To see detailed information about the initial concept of CAFE, please check the wiki page. You can also see check this paper describing the whole system.
Chinese version installation guide here 查看中文版本
This package should be installed on the server-side. Data archives need to be read from this server. As the function of this package is limited by some other external applications, a Linux environment is required. To ensure the node work correctly, following applications have to be installed before your installation:
1. MySQL server and client (http://dev.mysql.com/downloads/mysql/5.6.html#downloads )
sudo apt-get install mysql-server mysql-client # For Ubuntu
sudo service mysql start # open mysql service
To ensure the correct connection to the database, you may have to modify the file /etc/mysql/my.cnf
and annotate the row starts with bind-address
.
Note
: Mysql 5.7 added ONLY_FULL_GROUP_BY in sql mode, this may cause failure in filtering data in dataset search. To disable this in sql mode, you can add
sql_mode = "STRICT_TRANS_TABLES,NO_ZERO_IN_DATE,NO_ZERO_DATE,ERROR_FOR_DIVISION_BY_ZERO,NO_AUTO_CREATE_USER,NO_ENGINE_SUBSTITUTION"

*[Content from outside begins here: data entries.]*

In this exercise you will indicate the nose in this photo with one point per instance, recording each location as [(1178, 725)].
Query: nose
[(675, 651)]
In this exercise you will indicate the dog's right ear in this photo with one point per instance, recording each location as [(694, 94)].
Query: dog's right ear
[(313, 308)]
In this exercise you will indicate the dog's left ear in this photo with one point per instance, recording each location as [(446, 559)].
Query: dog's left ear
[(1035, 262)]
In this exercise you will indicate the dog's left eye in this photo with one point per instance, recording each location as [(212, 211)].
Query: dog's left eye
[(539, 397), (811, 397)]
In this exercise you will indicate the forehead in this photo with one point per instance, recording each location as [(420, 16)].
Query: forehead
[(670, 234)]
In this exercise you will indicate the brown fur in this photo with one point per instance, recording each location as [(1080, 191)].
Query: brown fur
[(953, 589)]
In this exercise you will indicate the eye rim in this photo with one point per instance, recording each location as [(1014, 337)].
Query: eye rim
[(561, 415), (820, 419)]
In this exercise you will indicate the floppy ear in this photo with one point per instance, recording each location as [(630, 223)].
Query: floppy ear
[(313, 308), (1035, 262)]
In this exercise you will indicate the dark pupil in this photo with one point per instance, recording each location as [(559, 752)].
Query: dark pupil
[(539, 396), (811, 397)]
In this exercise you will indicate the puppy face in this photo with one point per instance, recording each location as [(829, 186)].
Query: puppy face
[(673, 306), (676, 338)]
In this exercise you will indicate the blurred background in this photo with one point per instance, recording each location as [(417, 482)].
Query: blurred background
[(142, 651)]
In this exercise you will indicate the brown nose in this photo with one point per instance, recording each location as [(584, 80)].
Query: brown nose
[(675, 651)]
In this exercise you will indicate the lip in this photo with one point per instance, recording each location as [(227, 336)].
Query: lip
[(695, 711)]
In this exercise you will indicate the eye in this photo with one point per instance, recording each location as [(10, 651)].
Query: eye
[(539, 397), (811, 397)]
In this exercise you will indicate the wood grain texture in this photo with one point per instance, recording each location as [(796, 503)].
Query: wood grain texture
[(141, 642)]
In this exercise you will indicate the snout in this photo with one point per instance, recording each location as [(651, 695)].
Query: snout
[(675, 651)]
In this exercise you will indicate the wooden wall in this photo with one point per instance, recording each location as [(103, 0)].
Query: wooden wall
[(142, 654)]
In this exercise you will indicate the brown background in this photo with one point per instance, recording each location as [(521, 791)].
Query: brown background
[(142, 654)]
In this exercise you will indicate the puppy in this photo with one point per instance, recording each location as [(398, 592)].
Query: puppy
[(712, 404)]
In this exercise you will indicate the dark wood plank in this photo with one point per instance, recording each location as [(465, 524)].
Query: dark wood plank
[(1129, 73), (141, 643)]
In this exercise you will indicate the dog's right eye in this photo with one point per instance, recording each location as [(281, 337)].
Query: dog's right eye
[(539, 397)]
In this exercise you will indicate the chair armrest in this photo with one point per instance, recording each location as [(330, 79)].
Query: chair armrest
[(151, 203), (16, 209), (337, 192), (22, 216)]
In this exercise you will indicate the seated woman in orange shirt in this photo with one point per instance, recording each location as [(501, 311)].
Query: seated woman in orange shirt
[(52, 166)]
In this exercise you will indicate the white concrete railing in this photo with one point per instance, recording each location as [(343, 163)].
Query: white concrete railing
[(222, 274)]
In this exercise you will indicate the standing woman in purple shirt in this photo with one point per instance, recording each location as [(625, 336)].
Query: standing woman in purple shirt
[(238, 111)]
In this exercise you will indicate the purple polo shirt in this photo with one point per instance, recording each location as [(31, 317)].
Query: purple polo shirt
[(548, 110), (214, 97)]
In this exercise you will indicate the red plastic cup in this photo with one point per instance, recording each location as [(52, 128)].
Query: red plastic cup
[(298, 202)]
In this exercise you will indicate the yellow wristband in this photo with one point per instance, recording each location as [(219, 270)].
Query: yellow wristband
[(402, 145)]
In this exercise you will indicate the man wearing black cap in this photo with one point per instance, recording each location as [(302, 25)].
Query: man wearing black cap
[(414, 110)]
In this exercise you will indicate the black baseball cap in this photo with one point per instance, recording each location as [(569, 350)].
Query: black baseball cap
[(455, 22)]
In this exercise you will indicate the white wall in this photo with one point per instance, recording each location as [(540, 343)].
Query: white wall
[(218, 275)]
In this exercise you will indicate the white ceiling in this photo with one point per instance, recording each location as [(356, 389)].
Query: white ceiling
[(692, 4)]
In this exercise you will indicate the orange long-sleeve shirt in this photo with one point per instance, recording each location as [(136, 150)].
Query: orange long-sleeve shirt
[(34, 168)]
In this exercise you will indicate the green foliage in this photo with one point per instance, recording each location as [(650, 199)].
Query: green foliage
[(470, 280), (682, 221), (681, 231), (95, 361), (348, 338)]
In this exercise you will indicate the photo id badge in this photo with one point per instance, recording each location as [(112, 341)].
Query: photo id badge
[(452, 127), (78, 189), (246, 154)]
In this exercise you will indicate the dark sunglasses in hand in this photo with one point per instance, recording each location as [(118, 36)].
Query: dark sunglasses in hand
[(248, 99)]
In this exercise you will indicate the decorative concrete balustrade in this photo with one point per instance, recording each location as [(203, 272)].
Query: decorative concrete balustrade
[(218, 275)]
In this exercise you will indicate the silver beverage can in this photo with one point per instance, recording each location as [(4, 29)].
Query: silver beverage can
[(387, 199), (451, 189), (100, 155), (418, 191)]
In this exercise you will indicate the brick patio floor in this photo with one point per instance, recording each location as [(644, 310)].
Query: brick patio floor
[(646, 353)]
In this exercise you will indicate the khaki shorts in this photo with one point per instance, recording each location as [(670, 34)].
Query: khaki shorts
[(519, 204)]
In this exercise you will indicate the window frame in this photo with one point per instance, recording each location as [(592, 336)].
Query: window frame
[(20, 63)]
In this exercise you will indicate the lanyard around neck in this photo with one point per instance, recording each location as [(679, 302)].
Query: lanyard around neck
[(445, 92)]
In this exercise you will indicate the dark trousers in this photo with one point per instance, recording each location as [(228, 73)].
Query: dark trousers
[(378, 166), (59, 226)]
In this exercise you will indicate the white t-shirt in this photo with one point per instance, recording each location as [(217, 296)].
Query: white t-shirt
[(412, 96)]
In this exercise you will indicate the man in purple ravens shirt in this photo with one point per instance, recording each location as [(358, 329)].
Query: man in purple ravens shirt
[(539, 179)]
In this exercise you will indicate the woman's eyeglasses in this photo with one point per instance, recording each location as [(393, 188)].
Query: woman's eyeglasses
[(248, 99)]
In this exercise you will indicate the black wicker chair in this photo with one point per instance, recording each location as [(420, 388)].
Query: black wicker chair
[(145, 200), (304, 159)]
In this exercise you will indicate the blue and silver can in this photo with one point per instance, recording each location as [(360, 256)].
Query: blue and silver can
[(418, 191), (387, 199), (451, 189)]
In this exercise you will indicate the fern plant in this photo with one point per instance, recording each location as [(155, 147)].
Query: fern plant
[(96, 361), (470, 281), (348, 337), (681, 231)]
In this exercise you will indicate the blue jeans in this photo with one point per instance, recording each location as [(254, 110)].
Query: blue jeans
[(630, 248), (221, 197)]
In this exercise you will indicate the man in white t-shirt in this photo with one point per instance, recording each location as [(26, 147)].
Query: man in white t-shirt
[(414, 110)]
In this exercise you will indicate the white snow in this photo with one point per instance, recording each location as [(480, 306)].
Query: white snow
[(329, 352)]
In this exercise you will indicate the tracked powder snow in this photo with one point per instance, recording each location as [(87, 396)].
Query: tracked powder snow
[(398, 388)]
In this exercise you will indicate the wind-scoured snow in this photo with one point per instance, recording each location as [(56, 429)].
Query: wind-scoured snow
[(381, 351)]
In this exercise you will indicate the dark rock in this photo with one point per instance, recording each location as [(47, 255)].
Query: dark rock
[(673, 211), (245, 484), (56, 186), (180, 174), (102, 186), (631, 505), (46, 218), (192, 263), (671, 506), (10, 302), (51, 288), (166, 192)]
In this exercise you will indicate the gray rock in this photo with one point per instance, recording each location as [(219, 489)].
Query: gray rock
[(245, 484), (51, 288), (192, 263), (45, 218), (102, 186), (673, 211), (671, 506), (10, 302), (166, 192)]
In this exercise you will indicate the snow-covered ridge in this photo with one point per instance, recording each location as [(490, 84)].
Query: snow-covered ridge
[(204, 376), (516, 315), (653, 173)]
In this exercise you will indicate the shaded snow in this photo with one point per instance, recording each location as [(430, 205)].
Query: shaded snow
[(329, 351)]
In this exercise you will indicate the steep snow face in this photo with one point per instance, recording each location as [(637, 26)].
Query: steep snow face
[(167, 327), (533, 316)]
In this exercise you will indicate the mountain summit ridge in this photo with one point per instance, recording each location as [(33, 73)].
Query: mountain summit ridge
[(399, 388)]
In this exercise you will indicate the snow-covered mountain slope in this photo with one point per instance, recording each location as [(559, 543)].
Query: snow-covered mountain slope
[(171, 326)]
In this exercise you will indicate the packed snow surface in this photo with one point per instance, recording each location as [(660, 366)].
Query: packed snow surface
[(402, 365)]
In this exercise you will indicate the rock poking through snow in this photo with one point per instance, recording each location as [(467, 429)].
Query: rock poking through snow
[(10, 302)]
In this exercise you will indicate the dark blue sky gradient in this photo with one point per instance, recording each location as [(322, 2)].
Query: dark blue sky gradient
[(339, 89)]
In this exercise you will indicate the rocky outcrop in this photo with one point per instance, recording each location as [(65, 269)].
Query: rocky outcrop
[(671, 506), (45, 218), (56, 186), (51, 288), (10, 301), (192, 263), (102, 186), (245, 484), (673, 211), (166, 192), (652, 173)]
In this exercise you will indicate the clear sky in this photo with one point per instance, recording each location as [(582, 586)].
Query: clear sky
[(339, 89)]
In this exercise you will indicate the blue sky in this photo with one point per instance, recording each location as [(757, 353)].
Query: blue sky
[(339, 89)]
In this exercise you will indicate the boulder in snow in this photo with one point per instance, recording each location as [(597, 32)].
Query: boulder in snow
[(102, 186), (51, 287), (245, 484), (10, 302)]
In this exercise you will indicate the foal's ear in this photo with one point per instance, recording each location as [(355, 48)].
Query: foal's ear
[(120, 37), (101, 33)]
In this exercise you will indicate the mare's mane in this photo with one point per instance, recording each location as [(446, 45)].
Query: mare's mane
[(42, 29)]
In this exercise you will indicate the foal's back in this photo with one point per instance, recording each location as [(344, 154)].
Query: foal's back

under [mysqld] part in /etc/mysql/my.cnf
(or the first .cnf mysql uses) then restart mysql and tomcat service.
Example environmental variable settings for binary installation
## after you have extracted the jdk binary
export JAVA_HOME=/usr/local/java/jdk1.8.0_202
export JRE_HOME=${JAVA_HOME}/jre
export CLASSPATH=.:${JAVA_HOME}/lib:${JRE_HOME}/lib
export PATH=${JAVA_HOME}/bin:$PATH
Note
: CAFE_NODE uses javax.annotation, which is deprecated in jdk9 and 11. Maven has announced to discontinue to support TLS v1.1 in java 1.7. So we recommend to use jdk8, or you may encounter problems in packaging.
3. Tomcat (https://tomcat.apache.org/index.html)
You can download the binary from its website After installing Tomcat, you have to start tomcat by
sh tomcat_path/bin/startup.sh
and create a tomcat user by modifying the file "tomcat_path/conf/tomcat-users.xml"
Or
sudo apt-get install tomcat7 # For Ubuntu
Note
:You can refer (https://tomcat.apache.org/tomcat-9.0-doc/manager-howto.html#Configuring_Manager_Application_Access) for more details about configuring Tomcat managers.
4. NCL 6.1.2 or higher version (https://www.earthsystemgrid.org/dataset/ncl.630.html )
# We recommend using Anaconda to install the latest version
conda install -c conda-forge ncl
# Or see the installation instructions on the NCL website.
Note
: To ensure the worker node to work correctly, we highly recommend you to install NCL in the default directory /usr/local/ncl and set the environment variable as NCARG_ROOT=/usr/local/ncl
5. CDO 1.6.4 or higher version (Climate Data Operator, https://code.zmaw.de/projects/cdo/ )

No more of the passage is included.